Le calendrier prévoit de commencer avec une machine électron-positron d’une énergie de 90 à 365 GeV, une « usine à Higgs » ayant une grande sensibilité pour détecter de possibles écarts par rapport aux prévisions du Modèle. Le coût estimé serait de l’ordre de 9 milliards d’euros dont 5 consacrés au génie civil nécessaire à l’excavation du tunnel de 100 km. Cela assurerait la physique pendant 15 à 20 ans au terme de l’exploitation du LHC. Puis une machine supraconductrice proton-proton occuperait le même tunnel pour un coût de 15 milliards, cette machine pouvant commencer à fonctionner à la fin des années 2050 pour tenter de détecter des signes de Nouvelle Physique.

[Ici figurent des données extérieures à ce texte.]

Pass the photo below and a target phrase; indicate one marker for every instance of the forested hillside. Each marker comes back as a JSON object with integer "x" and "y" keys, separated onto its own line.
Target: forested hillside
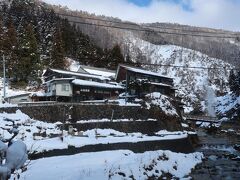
{"x": 33, "y": 37}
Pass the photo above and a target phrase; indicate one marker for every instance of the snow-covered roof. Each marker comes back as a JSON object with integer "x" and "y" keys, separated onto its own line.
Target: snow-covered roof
{"x": 59, "y": 79}
{"x": 38, "y": 94}
{"x": 79, "y": 74}
{"x": 96, "y": 84}
{"x": 98, "y": 71}
{"x": 18, "y": 95}
{"x": 160, "y": 84}
{"x": 142, "y": 71}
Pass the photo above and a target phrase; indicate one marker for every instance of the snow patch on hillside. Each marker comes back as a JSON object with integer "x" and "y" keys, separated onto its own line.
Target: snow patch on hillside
{"x": 192, "y": 83}
{"x": 226, "y": 103}
{"x": 163, "y": 102}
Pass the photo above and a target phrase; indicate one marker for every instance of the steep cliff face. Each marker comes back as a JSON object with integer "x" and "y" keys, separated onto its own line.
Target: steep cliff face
{"x": 193, "y": 79}
{"x": 215, "y": 43}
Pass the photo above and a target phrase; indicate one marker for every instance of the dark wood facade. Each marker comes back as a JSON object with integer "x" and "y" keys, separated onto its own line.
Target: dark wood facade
{"x": 140, "y": 82}
{"x": 88, "y": 86}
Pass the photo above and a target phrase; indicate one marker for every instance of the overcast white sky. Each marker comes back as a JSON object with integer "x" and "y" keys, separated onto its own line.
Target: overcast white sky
{"x": 221, "y": 14}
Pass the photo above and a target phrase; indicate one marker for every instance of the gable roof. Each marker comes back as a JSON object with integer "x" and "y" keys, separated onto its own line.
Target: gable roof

Plan des échelles des différents collisionneurs. CERN

L’effort est devenu colossal pour un progrès qui semble freiné, comme si la connaissance se laissait approcher asymptotiquement. C’est pourtant le devoir du chercheur de sans cesse aller de l’avant sans que le résultat soit assuré. Cette démarche peut sembler idéaliste ; elle n’est pas sans rappeler l’aventure de Christophe Colomb qui justifie sa quête dans un dialogue avec son compagnon Pierre Gutierrez (Petites œuvres morales de Giacomo Leopardi) :

C. Colomb : Ma conjecture, quoique fondée sur des arguments très probables, non seulement personnels, mais de nombreux géographes, astronomes et navigateurs excellents… pourrait faillir. Ceci signifie que beaucoup de conclusions tirées de discours parfaits ne survivent pas à l’expérience.

P. Gutierrez : Ainsi, tu paries ta propre vie et celle de tes compagnons sur la base d’une simple opinion spéculative ?

C. Colomb : Je ne peux le nier… Mais si nous n’étions pas sur ce navire, ne serions-nous pas dans un tourment majeur… ou plein d’ennui ? Que veut dire un état libre d’incertitude et de danger ?… Cette navigation nous est très profitable, au moins parce qu’elle nous tient libre d’ennui et nous rend la vie chère… Et si la cime d’un mont se découvre au loin, il nous semblera vivre des jours bienheureux.